What We Couldn't Get — Yet
Pennsylvania has an unusual asset: the Pennsylvania Health Care Cost Containment Council (PHC4) collects hospital-to-SNF linkage data that connects individual hospital discharge records to subsequent skilled nursing admissions in the state. This would allow finer-grained, more current readmission analysis than what CMS publishes — including readmissions from MA patients that federal measures currently miss.

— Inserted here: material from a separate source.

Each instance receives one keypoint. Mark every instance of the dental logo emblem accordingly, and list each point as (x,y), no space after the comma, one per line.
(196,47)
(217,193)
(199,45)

Accessing that data requires a formal, paid research request. We haven't done it yet. It's on the Phase 2 roadmap. When we have it, we'll write another one of these explaining exactly what changed and why.
We'll always tell you what we don't have.
How to Actually Read the Number on a Facility Page
Here's a worked example. Suppose you're looking at Sunrise Nursing and you see:
18.4% (SNFRM FY2025, N=342 stays, 95% CI 16.1–20.9%, risk-adjusted). National average: 17.8%.
What does this tell you?
Sunrise's readmission rate is 18.4%. The national average is 17.8%. So Sunrise is slightly above average — but look at the confidence interval: 16.1% to 20.9%. The national average of 17.8% falls comfortably inside that range. That means the difference between Sunrise and average is not statistically meaningful given the sample size. We can't say with confidence that Sunrise performs differently from a typical facility.
Now contrast that with a facility showing 24.1% with a CI of 23.0–25.2%. The lower bound of that interval is still well above the national average. That's a genuinely elevated readmission rate — not noise.
The N matters too. 342 stays gives you a reasonably precise estimate. 28 stays would give you a very wide confidence interval — basically, noise dressed up as a number.
We show the CI and the N because without them, a percentage is a false precision.
Our Commitment
We show the bounce-back rate we would want to see if it were our own parent being admitted.
That means: claims-based over self-reported whenever possible, risk-adjusted always, confidence intervals always, sample sizes always, and clear disclosure when data is missing or limited.
We update SNFRM numbers when CMS updates them through the annual SNF VBP program release, typically each fall. The MDS short-stay rate updates quarterly and we refresh that on the same cadence CMS publishes it.
If we get something wrong — a data pipeline error, a miscalculated confidence interval, an out-of-date figure — we fix it fast and we link to the correction. We don't bury mistakes.
You can read the source data yourself. SNFRM figures are published in CMS's Provider Data Catalog at data.cms.gov. The SNF VBP program methodology is documented on cms.gov. LTCFocus data lives at ltcfocus.org. We link to all of them.
You should be able to check our work. That's the point.